Publicado originalmente no G1

Os responsáveis pelo espólio do escritor J. R. R. Tolkien (1892-1973) abriram nesta segunda-feira (19), em Los Angeles, um processo de US$ 80 milhões contra o estúdio New Line, empresa subsidiária da Warner Bros., que filmou os três filmes inspirados na obra mais famosa do autor, “O senhor dos anéis”. A informação é da revista “The Hollywood Reporter”.

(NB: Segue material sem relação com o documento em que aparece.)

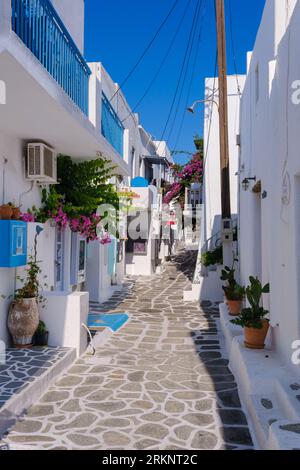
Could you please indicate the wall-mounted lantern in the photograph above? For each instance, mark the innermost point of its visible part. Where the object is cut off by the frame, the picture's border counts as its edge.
(246, 183)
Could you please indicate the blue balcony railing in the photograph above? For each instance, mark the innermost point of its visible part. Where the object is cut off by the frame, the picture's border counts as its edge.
(112, 127)
(38, 25)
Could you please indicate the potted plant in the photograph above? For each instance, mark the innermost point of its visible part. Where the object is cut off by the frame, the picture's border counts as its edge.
(23, 317)
(41, 335)
(16, 212)
(235, 296)
(6, 212)
(252, 319)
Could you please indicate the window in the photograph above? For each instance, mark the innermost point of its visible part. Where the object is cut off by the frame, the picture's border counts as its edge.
(257, 84)
(112, 127)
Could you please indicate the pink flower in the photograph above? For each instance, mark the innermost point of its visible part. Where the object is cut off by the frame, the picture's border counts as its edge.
(27, 217)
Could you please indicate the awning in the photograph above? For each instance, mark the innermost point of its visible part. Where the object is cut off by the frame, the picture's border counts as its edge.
(156, 160)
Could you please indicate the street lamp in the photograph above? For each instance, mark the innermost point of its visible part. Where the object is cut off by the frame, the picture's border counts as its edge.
(246, 183)
(191, 109)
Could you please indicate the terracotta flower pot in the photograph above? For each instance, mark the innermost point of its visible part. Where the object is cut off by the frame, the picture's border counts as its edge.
(16, 213)
(6, 212)
(234, 307)
(23, 321)
(254, 338)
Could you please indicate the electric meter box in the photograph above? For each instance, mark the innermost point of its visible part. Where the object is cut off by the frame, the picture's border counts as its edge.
(13, 243)
(227, 230)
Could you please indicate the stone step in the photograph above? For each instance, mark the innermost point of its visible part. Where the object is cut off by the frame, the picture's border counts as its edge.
(288, 395)
(269, 393)
(26, 376)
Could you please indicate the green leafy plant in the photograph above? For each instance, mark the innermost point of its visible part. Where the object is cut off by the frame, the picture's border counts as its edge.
(211, 258)
(42, 329)
(236, 293)
(232, 289)
(253, 316)
(85, 185)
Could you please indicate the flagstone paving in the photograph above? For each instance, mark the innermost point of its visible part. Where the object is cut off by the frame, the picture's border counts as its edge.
(162, 382)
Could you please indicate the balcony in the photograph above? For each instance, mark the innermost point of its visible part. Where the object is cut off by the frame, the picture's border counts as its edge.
(112, 127)
(38, 25)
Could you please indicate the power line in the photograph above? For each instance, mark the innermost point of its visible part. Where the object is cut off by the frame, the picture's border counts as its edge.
(192, 75)
(180, 74)
(195, 24)
(148, 47)
(162, 62)
(233, 48)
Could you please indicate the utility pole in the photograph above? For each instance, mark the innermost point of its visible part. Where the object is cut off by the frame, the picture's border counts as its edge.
(227, 233)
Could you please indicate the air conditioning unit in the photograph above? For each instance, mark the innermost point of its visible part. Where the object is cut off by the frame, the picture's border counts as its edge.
(41, 163)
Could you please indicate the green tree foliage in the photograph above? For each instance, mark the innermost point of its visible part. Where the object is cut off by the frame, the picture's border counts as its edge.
(85, 185)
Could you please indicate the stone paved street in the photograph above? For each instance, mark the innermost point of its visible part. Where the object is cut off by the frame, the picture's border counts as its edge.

De acordo com reportagem do site da publicação, os herdeiros de Tolkien alegam que a Warner está “ultrapassando seus direitos quando se trata da comercialização de propriedade de ‘O senhor dos anéis'”. A “Hollywood Reporter”, que informa ter obtido uma cópia da ação judicial, acrescenta que a HaperCollins, editora dos livros, apoia a família do escritor.

A infração dos direitos autorais estaria especificamente ligada à violação de contrato, que previa a criação apenas de mercadoria “tangível”, caso de criações que reproduzem personagens e figurinos – e não exploração de conteúdos digitais, como games jogados na internet, por exemplo. A família usa o termo “caça-níqueis online” para se referir ao que a Warner tem feito, segundo a “Hollywood Reporter”.

A ação vem à tona poucas semanas antes da estreia de “O Hobbit: Uma jornada inesperada”, também baseado na obra de J. R. R. Tolkien. Em 2008, a família do autor já entrado com um processo contra a Warner, acusando a empresa de não ter pago “nem um centavo” dos lucros obtidos com a trilogia “O senhor dos anéis”, estimados em cerca de US$ 6 bilhões desde a estreia do capítulo inaugural, em 2001.

Na época, os herdeiros e a HarperCollins figuravam como codemandantes da ação apresentada pelo Tolkien Trust, grupo de caridade com sede na Grã-Bretanha, na Corte Superior de Los Angeles.